No, not even same time zone...but we'd appreciate a few metric tons of that border closing with applicators.

----------


## DIYSwede

-Am I right in assuming the city's poetic name is "Key to the Mountains"?

ATB
Johan

----------


## jdurand

Well, translates as Hot Spring (officially) but most software will say Hot Key (same spelling, two meanings).

There's a hot spring in town that's somewhat famous, healing waters from various wells have different properties. People come from all over to partake. Of course the locals have built walls around one of the springs along the river and made a public hot tub. Sulfur and other mineral rich hot water fresh from the ground and no charge, 24/7 access if you know where it is. Our sponsor started telling us there was a secret spring available so I sent her a photo we took of it in July 2018. We make good spies.  :Smile: 

Currently finishing up things on the house we were going to do after we got there, but might as well do it now while we're waiting. Universe keeps tossing interesting road blocks in front of us then hands us the key.

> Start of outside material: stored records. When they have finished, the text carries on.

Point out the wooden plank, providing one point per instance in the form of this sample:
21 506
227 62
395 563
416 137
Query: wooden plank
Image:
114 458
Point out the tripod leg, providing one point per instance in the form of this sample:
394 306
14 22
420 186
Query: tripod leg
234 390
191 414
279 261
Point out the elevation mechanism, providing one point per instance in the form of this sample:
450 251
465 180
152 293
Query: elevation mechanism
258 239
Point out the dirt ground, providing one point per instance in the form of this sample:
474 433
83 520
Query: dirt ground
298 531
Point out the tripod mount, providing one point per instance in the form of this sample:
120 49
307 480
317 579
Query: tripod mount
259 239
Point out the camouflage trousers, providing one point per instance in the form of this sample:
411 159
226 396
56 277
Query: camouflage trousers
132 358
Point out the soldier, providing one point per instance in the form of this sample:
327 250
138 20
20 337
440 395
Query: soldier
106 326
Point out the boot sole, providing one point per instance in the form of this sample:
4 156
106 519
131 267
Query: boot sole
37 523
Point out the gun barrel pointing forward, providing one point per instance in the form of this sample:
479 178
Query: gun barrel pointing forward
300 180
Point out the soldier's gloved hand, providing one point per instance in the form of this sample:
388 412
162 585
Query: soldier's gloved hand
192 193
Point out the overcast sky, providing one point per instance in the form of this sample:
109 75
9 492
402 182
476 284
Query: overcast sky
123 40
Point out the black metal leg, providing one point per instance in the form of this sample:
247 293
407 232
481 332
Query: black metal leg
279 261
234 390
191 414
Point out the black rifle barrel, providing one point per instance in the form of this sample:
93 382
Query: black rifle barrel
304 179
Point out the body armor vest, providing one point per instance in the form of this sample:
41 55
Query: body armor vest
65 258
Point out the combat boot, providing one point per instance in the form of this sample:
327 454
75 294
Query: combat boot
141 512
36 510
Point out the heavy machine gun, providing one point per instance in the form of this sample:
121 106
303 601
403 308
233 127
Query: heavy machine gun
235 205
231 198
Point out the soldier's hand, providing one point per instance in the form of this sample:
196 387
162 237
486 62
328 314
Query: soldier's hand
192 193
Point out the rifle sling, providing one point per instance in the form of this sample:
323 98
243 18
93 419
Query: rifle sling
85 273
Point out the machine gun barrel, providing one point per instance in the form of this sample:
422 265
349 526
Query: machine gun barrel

Our sponsor's name is even Nadezda (translates to Hope). Latest event is someone drove across 3 lanes of road and placed himself in front of my car. He kept telling the police that I wasn't there, but even his insurance company had to admit from the photos I took that there did seem to be a rather forceful meeting. They accepted 100% fault and are repairing our car, didn't even mention totalling it. Going to cost them a fortune, it's a 1999 Suzuki Grand Vitara. They also gave us a 2020 Mazda CX-30 while they fix our car. That thing is HORRIBLE, my neighbor looked at it and said he'd never go near a Mazda dealer after seeing that. Can't see out of it, BIG blind spots, computerized junk for everything, feels like sitting in a bathtub.

Anyway, our house as of yesterday

Front door:


Driveway with machine shop at end. The 4x4 meter area in front of the shop is flat for building stuff, the driveway is tilted towards the street. There will be a grate over the storm drain once the concrete sets. Then a roof over the driveway and work area with lights and an I beam for a lift.



The gates are done but won't be installed until the concrete is fully set. Then top soil and the outside is done. Gate power, intercom wires, fiber optics, and storm drains all underground already.

https://durandinterstellar.com/photos/Our_New_Home/

----------


## jdurand

Oh, there will be big tiles that look like rock covering the concrete foundation and another style with good texture for the stairs, porches, balconies. Currently the professional engineers are evaluating the ones we picked to make sure they'll last 200 years.

----------